The financial press pores over every move Buffett makes — and picks each one apart for clues.
So, today, we’re playing Monday morning quarterback (technically Tuesday morning, I suppose).
We can glean insights from Buffett’s latest buy.
It Wasn’t THAT Much Money — to Buffett
Sure, $10 billion sounds like a lot of money.
But Berkshire Hathaway had over $137 billion in cash on its balance sheet as of last quarter.
And Warren Buffett’s big bets dwarf $10 billion.
He spent $37 billion on Precision Castparts and $44 billion to buy railroad Burlington Northern Santa Fe.
Look at his public stock portfolio. His stake in Apple (AAPL) is worth about $62 billion. He has nearly $20 billion each in Bank of America (BAC) and Coca-Cola (KO).
So, taken alone, we shouldn’t draw major conclusions that Buffett is “betting big” on energy infrastructure. But it’s an interesting buy for a couple of reasons.
All About Moats
Warren Buffett has said for years that he likes businesses with “moats” that protect them from competition. For example, it’s hard to compete with Coca-Cola in soft drinks. Building the size, scale and brand recognition are just about impossible.
Natural gas pipelines are anonymous metal tubes. There’s not a lot of branding there. But they do have competitive moats.
Getting permission to build a pipeline is tough these days due to environmental protests and government pushback. That makes the position of existing pipelines stronger.
And pipelines are natural monopolies.
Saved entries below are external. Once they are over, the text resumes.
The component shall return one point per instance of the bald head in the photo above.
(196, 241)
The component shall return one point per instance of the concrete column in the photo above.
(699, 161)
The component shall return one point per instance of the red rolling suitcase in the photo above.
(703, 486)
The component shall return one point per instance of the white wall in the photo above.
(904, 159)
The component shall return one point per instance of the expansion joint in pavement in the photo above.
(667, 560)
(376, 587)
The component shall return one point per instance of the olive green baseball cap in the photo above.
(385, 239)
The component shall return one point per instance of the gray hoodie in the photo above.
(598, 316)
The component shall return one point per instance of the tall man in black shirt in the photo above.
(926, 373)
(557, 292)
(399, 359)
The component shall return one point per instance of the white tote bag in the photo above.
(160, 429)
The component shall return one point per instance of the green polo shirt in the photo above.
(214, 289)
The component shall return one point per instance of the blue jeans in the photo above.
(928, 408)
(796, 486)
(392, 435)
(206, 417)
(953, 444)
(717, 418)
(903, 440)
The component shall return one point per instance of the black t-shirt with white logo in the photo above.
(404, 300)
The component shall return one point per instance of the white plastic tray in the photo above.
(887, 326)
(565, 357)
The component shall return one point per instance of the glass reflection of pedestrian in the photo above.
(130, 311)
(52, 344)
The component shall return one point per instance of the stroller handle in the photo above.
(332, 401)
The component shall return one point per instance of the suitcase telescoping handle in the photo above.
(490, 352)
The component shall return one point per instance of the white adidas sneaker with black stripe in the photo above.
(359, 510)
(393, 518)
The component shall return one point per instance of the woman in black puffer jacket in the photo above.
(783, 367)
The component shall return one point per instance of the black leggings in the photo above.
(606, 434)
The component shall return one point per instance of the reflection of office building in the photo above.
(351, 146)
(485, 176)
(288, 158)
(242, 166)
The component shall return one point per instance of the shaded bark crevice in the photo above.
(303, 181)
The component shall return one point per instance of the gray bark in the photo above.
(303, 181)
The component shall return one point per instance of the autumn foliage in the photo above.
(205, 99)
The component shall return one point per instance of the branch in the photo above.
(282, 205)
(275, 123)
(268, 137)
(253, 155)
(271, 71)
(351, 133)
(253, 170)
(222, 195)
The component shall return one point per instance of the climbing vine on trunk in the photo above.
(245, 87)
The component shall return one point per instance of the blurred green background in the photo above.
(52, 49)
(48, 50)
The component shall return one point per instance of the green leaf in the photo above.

Once a pipeline serves a given area, it doesn’t make sense to build more.
Our economy gets greener with every passing day. But the natural gas in these pipelines is part of that greening process. It burns cleaner than coal and petroleum.
Wind and solar energy will make up a bigger slice of the pie. But natural gas will be with us for the foreseeable future.
Be Greedy When Others Are Fearful
Warren Buffett is a natural contrarian. In his own words, the secret of his success is to be greedy when others are fearful and fearful when others are greedy.
Well, most investors are terrified today of pipeline stocks:
- The sector has been under pressure since 2015.
- It’s unpopular with younger investors.
- And it’s under constant attack from political opponents.
This is precisely the kind of setup a value investor lives for.
I don’t have $10 billion to plow into cheap pipelines these days, and I’m betting you don’t either. But the good news is that we don’t have to.
Some of the largest pipeline operators, such as Enterprise Products Partners (EPD), trade today at prices first seen a decade ago.
We’ll watch to see if Mr. Buffett follows his pipeline purchase with bigger investments in public pipeline stocks.